Store frog legs in your freezer until you're ready to use them, then thaw as many as you need.
Once thawed, raw frog legs will keep in your refrigerator for up to two days.
RECIPES & TIPS
Prepping Frogs’ Legs
Some chefs and frog leg fans prefer to do a little extra prep work on their legs prior to cooking. Two methods are popular:
1) In the French tradition they are often skewered and soaked in cold water in the refrigerator for twelve hours (changing the water every four hours or so), until they puff up slightly and turn lighter in color.
2) A faster method involves scalding the legs in salted, boiling water for about three minutes. The water is usually acidified with lemon juice (about ¼ cup acid to 8 parts water).
Once the Legs are Prepped: Dry them off and proceed to pan fry, bread and deep fry, butter sauté, grill, bake or add them to soups and stews.
Because frog legs are so lean, they cook very quickly and can be easy to overcook (which makes them tough). If you have difficulty cooking the thicker upper leg meat without overcooking the bottom, consider cutting each leg into two parts and cooking the two halves separately.

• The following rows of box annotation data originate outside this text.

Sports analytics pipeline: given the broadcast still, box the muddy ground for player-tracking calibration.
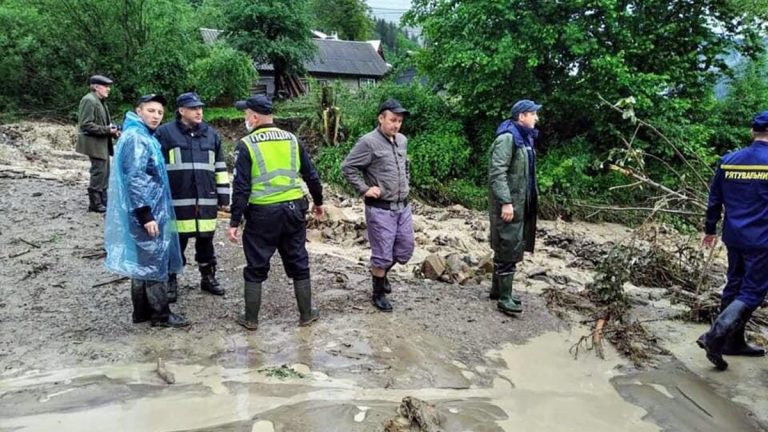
[0,123,768,431]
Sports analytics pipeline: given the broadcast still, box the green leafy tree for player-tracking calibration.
[312,0,373,40]
[189,43,257,104]
[406,0,763,147]
[220,0,315,96]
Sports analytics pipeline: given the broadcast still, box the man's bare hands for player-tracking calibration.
[227,227,240,244]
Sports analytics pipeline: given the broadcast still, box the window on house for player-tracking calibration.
[360,78,376,87]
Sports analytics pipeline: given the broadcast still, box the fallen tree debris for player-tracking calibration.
[384,396,445,432]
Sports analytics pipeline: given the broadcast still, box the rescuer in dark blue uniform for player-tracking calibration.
[696,111,768,370]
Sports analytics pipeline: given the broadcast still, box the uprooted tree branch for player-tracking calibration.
[545,97,768,365]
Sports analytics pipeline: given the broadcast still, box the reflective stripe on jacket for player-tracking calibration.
[155,120,230,237]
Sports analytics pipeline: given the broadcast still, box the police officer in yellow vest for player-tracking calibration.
[227,96,323,330]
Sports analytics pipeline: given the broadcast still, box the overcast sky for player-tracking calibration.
[366,0,411,22]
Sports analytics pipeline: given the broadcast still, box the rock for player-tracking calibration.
[413,218,427,232]
[320,204,349,224]
[525,266,547,279]
[323,228,336,239]
[307,229,323,243]
[421,253,445,280]
[445,253,467,274]
[477,253,493,273]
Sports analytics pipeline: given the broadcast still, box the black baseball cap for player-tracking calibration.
[235,95,272,115]
[512,99,541,119]
[379,98,410,114]
[176,92,205,108]
[88,75,113,85]
[136,93,166,106]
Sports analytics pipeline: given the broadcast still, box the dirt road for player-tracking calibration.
[0,124,768,431]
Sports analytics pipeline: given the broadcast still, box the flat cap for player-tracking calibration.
[235,95,272,115]
[88,75,112,85]
[176,92,205,108]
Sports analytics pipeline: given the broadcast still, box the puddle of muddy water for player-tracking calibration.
[0,329,750,432]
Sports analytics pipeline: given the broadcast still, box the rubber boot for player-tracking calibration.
[167,273,179,303]
[88,188,107,213]
[144,281,189,327]
[488,273,500,300]
[293,279,320,327]
[723,309,765,357]
[488,273,523,306]
[384,264,395,294]
[496,273,523,315]
[198,264,224,295]
[131,279,151,324]
[371,275,392,312]
[237,281,261,330]
[696,300,750,371]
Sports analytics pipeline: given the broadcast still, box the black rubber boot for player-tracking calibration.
[144,281,189,327]
[88,188,107,213]
[723,309,765,357]
[198,264,224,295]
[696,300,750,371]
[167,273,179,303]
[496,273,523,315]
[293,279,320,327]
[131,279,152,324]
[371,275,392,312]
[237,282,261,330]
[488,273,523,306]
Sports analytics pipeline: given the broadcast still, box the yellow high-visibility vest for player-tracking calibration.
[242,127,304,205]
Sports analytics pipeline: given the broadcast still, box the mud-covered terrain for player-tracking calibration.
[0,123,768,432]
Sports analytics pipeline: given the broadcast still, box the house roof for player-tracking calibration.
[304,39,389,77]
[255,39,390,78]
[200,28,390,78]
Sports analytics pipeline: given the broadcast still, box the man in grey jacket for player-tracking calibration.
[75,75,120,213]
[341,99,414,312]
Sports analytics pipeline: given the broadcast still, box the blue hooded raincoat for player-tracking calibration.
[104,112,183,281]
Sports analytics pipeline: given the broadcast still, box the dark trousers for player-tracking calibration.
[721,247,768,309]
[88,158,109,191]
[179,235,216,265]
[243,199,309,282]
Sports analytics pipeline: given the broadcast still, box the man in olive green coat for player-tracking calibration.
[75,75,120,213]
[488,99,541,314]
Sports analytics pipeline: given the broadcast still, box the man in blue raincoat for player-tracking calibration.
[104,94,189,327]
[696,111,768,370]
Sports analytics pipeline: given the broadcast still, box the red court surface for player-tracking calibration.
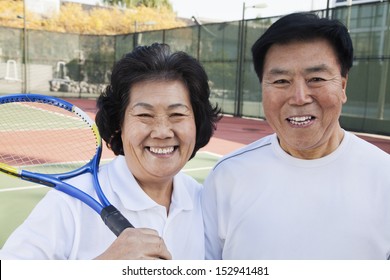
[68,99,390,155]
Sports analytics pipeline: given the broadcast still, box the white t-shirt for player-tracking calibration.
[0,156,204,259]
[202,132,390,260]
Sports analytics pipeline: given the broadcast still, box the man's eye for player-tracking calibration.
[308,77,325,82]
[169,113,185,118]
[273,79,288,85]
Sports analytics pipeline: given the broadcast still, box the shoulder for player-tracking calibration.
[174,171,203,192]
[346,132,390,161]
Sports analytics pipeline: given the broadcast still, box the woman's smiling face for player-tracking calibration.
[121,80,196,183]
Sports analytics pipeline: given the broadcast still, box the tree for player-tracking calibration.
[103,0,172,10]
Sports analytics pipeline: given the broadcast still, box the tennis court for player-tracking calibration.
[0,151,219,247]
[0,100,390,247]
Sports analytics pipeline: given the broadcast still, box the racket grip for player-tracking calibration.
[100,205,134,236]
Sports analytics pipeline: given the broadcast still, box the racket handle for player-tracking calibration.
[100,205,133,236]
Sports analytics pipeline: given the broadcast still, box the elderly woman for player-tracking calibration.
[0,43,220,259]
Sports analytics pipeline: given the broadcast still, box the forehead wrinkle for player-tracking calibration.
[304,63,330,74]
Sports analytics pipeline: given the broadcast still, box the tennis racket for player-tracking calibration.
[0,94,133,236]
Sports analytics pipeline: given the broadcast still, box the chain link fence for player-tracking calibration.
[0,1,390,135]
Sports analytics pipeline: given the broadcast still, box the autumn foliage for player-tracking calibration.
[0,0,185,35]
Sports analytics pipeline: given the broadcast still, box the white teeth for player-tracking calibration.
[288,116,313,125]
[149,147,175,155]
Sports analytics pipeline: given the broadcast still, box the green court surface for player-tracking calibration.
[0,152,219,248]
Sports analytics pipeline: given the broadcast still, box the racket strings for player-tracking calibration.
[0,102,99,174]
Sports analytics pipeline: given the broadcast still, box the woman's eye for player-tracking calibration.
[137,113,153,118]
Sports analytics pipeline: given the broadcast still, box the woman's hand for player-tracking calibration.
[95,228,172,260]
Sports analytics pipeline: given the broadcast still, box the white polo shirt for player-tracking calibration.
[0,156,204,259]
[202,132,390,260]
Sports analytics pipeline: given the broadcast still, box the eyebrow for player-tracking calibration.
[268,64,330,75]
[132,102,190,110]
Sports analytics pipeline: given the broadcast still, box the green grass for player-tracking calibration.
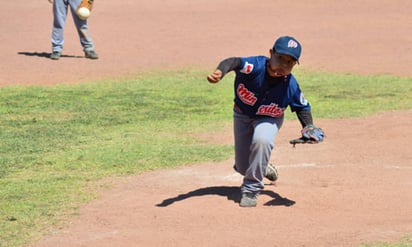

Frog legs pair extremely well with butter, lemon, white wine, parsley and garlic. Other complimentary flavors include paprika, mushrooms, tomatoes, cayenne pepper, shallots, thyme, and chile peppers. Try making your own flavored butter (aka compound butter) with herbs, garlic, and or spices to sauté your frog legs in (how to make compound butter). They can also be marinated before cooking for extra flavor
The traditional serving size for medium-large frogs’ legs (such as these) is about three pairs per person.